A leading objective in biology is to identify the complete set of activities that each gene performs in vivo. In this study, we have asked whether a genetic approach can provide an efficient means of achieving this goal, through the identification and analysis of a comprehensive set of separation-of-function (sof(-)) mutations in a gene. Toward this goal, we have subjected the Saccharomyces cerevisiae EST1 gene, which encodes a regulatory subunit of telomerase, to intensive mutagenesis (with an average coverage of one mutation for every 4.5 residues), using strategies that eliminated those mutations that disrupted protein folding/stability. The resulting set of sof(-) mutations defined four biochemically distinct activities for the Est1 telomerase protein: two temporally separable steps in telomerase holoenzyme assembly, a telomerase recruitment activity, and a fourth newly discovered regulatory function.

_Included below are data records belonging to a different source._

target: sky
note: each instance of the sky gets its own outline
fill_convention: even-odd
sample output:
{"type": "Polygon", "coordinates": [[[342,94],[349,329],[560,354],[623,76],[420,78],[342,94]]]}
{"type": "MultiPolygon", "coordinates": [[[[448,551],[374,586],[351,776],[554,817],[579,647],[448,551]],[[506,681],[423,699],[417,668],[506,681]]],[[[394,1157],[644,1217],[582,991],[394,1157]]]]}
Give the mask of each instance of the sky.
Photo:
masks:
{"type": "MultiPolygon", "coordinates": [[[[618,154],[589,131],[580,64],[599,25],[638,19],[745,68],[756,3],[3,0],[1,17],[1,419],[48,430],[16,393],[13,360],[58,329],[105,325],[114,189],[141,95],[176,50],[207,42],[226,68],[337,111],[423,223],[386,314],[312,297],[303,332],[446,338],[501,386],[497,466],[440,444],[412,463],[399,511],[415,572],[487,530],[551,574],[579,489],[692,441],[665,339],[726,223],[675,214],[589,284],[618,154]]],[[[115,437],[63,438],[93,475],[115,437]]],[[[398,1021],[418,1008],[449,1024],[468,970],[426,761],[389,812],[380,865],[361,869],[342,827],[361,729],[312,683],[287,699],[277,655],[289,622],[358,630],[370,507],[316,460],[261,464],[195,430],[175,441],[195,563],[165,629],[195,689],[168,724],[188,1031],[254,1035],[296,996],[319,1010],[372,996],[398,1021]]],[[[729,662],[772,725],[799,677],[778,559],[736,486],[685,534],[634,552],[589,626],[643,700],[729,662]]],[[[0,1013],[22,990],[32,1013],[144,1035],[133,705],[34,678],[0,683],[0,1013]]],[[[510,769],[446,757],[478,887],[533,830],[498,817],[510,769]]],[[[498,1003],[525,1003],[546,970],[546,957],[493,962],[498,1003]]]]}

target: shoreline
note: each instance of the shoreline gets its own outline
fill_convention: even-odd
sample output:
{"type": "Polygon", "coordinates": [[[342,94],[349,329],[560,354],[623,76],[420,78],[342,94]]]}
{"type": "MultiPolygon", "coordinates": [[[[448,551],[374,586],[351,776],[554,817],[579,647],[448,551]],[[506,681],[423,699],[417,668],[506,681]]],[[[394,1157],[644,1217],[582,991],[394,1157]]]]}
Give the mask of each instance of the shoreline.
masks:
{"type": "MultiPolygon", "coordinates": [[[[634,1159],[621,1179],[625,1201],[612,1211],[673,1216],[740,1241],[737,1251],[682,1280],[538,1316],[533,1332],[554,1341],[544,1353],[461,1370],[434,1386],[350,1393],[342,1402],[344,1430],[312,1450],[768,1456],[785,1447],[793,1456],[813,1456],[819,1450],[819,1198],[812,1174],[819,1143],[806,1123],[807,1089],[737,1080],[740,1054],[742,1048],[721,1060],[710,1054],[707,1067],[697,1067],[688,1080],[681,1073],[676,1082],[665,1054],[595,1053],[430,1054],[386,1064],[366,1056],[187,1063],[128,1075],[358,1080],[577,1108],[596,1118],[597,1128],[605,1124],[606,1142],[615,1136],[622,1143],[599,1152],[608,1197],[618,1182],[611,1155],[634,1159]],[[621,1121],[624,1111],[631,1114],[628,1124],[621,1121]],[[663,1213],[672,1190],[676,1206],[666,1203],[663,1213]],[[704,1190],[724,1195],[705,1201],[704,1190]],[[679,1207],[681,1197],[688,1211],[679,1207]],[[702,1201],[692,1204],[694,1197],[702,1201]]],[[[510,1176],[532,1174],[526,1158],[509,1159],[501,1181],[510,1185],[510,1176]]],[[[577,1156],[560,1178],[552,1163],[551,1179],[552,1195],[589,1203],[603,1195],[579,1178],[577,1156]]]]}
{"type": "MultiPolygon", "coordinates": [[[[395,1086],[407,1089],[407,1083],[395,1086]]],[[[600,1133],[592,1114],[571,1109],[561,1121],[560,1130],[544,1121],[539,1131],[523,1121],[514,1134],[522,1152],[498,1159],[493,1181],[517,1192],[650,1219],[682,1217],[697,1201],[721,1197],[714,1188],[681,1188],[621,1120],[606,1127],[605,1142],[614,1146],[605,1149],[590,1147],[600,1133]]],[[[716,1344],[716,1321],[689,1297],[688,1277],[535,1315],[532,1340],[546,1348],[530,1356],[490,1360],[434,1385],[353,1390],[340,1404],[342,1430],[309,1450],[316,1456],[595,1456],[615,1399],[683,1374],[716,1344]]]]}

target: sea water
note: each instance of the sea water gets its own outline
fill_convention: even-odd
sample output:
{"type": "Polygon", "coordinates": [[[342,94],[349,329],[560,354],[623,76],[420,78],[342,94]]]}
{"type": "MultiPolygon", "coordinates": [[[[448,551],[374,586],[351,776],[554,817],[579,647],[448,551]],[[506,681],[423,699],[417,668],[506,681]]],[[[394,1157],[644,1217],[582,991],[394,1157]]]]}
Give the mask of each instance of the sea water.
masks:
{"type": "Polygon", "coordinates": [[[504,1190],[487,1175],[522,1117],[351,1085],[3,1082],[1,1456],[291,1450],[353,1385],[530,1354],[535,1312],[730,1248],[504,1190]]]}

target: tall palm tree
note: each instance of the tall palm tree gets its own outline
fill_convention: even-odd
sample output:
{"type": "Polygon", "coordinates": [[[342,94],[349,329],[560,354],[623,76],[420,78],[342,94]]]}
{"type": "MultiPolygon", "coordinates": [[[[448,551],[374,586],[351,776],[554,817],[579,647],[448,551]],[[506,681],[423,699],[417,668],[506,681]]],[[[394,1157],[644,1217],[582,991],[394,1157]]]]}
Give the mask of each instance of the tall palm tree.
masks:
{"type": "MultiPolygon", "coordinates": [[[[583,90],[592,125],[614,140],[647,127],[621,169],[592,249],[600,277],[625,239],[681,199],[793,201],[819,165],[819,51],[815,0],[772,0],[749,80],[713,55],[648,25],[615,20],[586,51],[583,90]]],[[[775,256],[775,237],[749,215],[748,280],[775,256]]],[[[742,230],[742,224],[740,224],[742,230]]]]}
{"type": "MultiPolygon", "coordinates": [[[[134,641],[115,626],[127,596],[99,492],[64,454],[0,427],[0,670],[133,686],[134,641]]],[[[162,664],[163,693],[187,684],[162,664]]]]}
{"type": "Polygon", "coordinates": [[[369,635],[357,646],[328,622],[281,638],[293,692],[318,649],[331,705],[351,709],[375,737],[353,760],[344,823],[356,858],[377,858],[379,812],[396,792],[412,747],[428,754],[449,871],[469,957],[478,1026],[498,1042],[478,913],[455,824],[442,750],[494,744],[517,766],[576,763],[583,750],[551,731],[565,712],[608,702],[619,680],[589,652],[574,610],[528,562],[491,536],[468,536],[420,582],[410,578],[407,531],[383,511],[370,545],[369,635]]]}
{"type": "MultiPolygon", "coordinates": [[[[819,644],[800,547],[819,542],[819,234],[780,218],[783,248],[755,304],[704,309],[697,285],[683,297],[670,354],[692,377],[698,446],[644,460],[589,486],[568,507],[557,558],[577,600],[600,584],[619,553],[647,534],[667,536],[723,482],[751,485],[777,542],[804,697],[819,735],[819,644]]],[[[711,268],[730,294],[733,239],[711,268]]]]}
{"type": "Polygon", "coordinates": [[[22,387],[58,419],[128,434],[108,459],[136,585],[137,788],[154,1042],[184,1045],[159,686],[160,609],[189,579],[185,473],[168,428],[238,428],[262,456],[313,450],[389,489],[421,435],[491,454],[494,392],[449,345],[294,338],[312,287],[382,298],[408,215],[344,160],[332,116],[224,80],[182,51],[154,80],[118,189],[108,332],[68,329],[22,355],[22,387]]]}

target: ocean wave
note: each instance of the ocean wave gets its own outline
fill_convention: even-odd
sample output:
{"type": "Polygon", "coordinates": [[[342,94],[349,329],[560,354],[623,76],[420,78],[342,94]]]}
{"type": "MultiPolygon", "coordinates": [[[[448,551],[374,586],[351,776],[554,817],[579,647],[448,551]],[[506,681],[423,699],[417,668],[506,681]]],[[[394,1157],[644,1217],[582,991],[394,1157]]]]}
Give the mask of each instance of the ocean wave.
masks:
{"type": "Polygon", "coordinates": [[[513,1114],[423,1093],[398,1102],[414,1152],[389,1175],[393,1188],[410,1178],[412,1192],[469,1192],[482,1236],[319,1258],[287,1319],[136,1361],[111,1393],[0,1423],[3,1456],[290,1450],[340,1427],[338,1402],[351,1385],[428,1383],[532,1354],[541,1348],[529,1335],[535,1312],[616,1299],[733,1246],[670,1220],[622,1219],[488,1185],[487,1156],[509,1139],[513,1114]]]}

Although biochemically distinct, impairment of each of these four different activities nevertheless conferred a common phenotype (critically short telomeres) comparable to that of an est1-Delta null strain. This highlights the limitations of gene deletions, even for nonessential genes; we suggest that employing a representative set of sof(-) mutations for each gene in future high-and low-throughput investigations will provide deeper insights into how proteins interact inside the cell.